Berlin in Spring

Berlin in Spring, and the roar of underground trains, lilac buildings under radiant purple clouds, Italian madrigals spilling through half-open windows, avenues of lime trees, advertisements in neon, shisha bars, the Fernsehturm, graffiti of dragons.

        Light fails and the rain falls.

        The city slashed away by glares diamonds cathedral spires half-veiled outcries, the quivering semblances of the people. They pass through me in a heave of mists, dark sultry shapes floating on rhythms of whispering white echoes. They pass through me like blackbirds in a mulberry forest at dusk, carrying with them whistling air brakes and the throne of Saturn, a nausea of soaked flowers.

        Walking along in the silvery-blue drizzle, from streetlight to streetlight and palace to Platz, slender pitches of fog lifting along the vanishing alleyways, a quartz clock glowing in a window drinking up shadow.
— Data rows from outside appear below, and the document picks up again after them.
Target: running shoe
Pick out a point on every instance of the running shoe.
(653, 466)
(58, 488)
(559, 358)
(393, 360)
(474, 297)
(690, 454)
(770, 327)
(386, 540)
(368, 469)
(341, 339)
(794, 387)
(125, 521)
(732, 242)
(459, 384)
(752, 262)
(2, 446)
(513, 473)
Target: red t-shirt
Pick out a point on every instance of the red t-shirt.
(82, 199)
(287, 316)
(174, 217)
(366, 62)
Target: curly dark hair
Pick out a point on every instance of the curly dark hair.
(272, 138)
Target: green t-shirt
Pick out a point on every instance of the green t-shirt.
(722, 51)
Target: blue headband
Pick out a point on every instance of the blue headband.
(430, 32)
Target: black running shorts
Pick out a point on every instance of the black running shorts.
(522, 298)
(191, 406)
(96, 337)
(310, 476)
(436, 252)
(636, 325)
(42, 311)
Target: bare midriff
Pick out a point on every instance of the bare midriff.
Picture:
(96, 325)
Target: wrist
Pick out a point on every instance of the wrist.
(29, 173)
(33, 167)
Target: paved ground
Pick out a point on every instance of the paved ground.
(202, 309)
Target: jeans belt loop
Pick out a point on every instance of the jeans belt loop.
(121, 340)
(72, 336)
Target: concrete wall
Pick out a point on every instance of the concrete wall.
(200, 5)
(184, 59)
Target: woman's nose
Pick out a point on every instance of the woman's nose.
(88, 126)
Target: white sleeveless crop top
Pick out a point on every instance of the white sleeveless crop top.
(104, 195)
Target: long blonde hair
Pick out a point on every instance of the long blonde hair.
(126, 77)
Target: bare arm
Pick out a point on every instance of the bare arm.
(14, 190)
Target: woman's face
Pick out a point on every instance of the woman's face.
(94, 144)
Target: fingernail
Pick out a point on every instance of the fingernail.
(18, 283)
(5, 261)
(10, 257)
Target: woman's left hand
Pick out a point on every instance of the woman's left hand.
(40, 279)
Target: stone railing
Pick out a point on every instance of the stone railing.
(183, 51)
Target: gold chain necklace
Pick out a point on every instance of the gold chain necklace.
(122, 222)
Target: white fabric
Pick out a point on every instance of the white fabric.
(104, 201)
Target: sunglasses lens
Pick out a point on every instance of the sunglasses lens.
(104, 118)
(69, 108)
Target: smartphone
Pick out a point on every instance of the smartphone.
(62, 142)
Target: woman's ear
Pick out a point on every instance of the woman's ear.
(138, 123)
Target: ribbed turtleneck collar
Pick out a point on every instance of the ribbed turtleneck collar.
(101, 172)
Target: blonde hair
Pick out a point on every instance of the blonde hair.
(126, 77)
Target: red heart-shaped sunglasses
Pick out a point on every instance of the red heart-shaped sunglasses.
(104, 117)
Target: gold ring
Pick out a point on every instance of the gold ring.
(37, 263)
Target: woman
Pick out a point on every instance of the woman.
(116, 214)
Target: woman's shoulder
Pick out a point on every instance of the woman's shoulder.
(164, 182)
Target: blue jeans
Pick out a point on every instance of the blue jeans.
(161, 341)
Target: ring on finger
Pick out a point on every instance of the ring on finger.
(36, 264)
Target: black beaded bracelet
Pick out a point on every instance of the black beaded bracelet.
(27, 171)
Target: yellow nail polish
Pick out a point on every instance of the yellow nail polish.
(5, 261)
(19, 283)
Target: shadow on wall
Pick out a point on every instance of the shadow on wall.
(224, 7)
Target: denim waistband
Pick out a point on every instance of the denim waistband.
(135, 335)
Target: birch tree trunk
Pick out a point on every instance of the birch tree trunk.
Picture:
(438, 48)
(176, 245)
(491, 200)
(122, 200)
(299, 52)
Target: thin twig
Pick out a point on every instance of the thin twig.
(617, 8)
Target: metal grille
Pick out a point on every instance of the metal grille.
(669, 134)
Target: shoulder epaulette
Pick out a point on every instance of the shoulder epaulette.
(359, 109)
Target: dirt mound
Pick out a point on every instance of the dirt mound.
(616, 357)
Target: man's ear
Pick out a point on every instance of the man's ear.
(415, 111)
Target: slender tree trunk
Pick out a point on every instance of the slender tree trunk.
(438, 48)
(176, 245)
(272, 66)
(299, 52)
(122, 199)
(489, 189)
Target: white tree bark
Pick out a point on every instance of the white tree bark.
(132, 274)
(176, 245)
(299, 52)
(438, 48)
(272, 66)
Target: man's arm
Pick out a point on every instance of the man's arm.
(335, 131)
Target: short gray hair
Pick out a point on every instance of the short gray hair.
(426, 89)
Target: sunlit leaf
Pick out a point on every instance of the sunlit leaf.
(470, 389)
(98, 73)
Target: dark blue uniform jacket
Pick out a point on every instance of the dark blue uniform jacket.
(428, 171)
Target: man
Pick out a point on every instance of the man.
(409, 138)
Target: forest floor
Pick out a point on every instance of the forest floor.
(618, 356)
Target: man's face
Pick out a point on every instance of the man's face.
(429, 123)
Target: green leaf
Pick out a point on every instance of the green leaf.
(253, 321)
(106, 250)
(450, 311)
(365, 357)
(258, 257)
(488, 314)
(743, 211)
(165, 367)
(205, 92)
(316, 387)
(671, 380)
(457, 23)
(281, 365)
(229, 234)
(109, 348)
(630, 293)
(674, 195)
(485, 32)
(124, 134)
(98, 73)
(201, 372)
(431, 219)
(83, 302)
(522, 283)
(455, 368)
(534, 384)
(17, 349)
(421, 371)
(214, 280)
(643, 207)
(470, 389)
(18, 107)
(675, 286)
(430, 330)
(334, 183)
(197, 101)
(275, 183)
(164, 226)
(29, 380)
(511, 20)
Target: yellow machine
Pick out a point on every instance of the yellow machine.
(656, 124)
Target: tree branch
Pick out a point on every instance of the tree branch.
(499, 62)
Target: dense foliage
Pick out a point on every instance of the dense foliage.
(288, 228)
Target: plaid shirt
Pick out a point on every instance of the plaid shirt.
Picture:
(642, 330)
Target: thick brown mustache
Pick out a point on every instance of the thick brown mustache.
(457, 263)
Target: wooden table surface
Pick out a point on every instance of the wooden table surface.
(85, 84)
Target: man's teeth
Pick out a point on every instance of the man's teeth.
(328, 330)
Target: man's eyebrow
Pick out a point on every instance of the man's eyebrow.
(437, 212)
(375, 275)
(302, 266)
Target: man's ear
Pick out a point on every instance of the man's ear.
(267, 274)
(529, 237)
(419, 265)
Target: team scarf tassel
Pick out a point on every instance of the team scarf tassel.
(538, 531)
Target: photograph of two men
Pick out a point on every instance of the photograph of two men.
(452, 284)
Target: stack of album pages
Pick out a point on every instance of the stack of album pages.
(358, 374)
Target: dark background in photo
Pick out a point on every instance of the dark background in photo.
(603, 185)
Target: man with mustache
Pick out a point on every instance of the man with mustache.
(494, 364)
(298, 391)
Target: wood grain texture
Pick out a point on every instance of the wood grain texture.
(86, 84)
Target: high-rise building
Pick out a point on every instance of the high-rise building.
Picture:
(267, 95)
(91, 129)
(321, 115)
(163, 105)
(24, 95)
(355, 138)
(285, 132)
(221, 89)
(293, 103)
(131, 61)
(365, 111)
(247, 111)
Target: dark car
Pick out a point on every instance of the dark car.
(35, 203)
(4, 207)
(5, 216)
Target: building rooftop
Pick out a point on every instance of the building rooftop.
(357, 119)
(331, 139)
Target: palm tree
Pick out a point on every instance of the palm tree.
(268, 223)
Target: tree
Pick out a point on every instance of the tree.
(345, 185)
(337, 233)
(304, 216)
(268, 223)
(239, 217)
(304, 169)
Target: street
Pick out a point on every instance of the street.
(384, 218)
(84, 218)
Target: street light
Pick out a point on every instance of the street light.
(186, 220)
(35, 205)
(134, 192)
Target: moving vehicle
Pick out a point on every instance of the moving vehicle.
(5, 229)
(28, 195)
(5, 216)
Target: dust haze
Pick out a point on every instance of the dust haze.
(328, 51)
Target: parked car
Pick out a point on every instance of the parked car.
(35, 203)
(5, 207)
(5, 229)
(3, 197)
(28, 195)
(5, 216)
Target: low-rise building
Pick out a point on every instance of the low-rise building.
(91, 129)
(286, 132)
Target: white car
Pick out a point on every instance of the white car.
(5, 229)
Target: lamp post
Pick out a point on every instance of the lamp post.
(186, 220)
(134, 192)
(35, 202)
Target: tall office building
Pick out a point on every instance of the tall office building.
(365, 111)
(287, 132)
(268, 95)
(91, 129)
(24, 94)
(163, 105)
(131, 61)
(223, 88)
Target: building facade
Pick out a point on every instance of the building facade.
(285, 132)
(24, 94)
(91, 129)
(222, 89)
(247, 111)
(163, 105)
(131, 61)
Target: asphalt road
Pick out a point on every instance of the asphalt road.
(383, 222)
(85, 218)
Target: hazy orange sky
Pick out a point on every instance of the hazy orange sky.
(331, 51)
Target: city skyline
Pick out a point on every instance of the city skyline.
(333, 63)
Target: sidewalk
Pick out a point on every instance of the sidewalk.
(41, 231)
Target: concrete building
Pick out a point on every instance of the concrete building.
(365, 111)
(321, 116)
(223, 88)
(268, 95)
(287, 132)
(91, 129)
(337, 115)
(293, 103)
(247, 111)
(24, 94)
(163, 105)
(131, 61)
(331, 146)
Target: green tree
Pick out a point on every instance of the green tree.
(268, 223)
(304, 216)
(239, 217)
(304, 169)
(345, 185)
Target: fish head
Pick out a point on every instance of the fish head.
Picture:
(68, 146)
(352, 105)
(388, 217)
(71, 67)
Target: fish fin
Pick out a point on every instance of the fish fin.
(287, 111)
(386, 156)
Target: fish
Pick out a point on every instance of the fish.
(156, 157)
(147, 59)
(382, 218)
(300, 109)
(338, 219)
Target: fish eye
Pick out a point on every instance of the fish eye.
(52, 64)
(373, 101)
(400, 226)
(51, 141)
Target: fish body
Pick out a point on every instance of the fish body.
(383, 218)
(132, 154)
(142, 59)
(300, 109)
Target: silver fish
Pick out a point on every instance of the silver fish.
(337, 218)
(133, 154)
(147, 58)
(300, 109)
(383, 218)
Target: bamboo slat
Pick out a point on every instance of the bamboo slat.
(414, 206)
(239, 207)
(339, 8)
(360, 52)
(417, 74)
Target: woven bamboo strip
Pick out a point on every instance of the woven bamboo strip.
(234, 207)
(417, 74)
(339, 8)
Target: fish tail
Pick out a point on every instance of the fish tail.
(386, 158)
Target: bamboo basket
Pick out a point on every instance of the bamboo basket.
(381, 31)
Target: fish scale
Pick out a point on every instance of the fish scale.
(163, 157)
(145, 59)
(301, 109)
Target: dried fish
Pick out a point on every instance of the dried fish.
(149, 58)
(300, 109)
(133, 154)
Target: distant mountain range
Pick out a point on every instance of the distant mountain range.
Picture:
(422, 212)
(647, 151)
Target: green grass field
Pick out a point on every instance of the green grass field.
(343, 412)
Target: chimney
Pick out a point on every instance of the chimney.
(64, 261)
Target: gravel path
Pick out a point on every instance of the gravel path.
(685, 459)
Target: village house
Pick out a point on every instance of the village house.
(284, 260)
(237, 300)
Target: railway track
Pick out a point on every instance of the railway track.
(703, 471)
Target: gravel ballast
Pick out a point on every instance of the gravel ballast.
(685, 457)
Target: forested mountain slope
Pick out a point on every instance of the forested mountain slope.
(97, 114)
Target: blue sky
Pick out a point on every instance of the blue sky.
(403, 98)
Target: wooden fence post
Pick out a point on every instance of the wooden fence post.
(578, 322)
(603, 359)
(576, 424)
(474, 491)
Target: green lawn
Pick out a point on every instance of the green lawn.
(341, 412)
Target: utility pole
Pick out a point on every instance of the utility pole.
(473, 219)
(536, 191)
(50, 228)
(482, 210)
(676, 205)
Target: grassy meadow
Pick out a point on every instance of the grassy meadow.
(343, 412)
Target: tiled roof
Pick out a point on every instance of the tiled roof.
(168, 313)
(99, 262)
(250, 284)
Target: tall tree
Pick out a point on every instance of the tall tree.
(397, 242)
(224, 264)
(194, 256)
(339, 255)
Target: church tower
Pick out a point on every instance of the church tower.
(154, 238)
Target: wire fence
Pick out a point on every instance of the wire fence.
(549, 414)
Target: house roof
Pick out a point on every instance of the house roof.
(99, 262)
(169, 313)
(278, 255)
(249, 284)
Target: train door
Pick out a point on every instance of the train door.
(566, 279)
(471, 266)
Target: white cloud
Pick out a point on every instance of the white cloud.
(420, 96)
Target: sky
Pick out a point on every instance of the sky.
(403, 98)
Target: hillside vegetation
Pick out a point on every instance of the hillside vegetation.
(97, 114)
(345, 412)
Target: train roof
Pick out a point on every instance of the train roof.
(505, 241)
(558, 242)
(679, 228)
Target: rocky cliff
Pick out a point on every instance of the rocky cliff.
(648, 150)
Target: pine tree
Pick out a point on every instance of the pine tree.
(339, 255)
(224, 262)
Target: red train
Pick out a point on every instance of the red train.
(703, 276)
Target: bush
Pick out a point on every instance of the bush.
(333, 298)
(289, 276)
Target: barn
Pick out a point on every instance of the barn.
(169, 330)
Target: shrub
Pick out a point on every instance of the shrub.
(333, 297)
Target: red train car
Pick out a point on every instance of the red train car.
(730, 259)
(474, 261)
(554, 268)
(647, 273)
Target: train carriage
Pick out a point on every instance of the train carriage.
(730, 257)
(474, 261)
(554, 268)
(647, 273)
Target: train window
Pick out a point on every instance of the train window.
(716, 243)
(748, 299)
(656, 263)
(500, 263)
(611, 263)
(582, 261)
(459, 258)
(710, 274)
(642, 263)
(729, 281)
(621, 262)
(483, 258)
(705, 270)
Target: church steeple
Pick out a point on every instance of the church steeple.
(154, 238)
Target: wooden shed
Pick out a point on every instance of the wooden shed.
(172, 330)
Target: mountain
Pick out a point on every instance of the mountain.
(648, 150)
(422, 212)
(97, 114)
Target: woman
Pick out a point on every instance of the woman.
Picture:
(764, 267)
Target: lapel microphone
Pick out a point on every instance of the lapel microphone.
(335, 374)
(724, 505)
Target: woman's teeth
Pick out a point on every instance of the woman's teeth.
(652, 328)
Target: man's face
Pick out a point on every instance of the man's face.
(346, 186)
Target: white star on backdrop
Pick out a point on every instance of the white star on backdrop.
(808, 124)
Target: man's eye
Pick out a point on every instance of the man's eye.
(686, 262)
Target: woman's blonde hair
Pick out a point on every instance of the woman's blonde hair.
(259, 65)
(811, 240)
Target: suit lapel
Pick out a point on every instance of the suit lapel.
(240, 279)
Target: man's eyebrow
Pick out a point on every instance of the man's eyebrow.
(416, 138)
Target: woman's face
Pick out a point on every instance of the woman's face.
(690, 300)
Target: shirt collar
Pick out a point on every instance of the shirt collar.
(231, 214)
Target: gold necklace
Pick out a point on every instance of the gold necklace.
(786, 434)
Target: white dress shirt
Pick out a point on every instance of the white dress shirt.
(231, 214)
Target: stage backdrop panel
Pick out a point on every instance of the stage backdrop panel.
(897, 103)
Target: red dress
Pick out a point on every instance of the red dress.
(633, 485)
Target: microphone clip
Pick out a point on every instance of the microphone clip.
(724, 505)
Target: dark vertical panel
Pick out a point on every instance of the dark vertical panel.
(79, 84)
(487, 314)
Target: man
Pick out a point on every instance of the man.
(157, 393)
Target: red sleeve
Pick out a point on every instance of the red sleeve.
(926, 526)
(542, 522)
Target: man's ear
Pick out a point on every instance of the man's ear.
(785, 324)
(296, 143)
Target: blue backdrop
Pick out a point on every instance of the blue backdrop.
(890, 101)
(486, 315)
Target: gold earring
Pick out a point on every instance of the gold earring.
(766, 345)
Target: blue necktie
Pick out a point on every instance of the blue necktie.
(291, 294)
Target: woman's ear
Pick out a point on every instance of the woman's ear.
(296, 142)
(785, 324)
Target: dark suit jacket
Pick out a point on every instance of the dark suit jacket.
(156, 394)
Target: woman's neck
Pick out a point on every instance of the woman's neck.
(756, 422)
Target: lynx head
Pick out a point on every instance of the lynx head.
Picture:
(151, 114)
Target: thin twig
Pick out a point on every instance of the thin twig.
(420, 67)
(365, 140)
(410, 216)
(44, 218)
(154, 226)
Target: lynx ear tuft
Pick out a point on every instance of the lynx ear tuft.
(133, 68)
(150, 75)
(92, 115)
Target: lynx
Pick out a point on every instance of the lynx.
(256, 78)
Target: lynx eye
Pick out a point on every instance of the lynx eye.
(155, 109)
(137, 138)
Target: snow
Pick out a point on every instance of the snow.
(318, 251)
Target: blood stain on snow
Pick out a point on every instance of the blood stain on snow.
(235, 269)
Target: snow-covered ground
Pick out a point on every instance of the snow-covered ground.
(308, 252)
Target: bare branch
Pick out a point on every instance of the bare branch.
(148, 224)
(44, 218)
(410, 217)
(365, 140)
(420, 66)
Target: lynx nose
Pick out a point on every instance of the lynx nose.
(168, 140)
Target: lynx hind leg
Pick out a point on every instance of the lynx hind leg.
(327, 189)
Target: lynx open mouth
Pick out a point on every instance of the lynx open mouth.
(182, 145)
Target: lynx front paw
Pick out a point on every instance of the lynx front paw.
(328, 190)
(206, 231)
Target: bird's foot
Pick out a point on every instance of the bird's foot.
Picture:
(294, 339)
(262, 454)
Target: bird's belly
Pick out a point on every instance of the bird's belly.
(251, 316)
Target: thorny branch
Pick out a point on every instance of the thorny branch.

Kafka’s immaculate laughter groping through hallways of Portuguese marble.

        And the people pass through me.

        Glancing spirits like the last refrains of some dissolving orchestra, their eyes lips adrenal glands kidneys trachea bones eaten by imaginary water-maggots and gone up into syllables of diaphanous cloud.

        Walking in a blur of whirling color, past second-hand shops and the Seer from Erbil, a gambling parlor with shuttered windows and the front door open, odor of honey baklava from a Turkish bakery, old men in a dim lit Kneipe telling cock-and-bull stories, doom palpitating, erotic gardens dimly glowing and now the hour comes down.

        Merlin tunes his instruments.

        Enchanted skewers of bloody light glitter off the hood of a Ford Capri Turbo. Egyptian cobras and golden zucchini singing in the Chamber of Amazia.

        And the people they pass through me.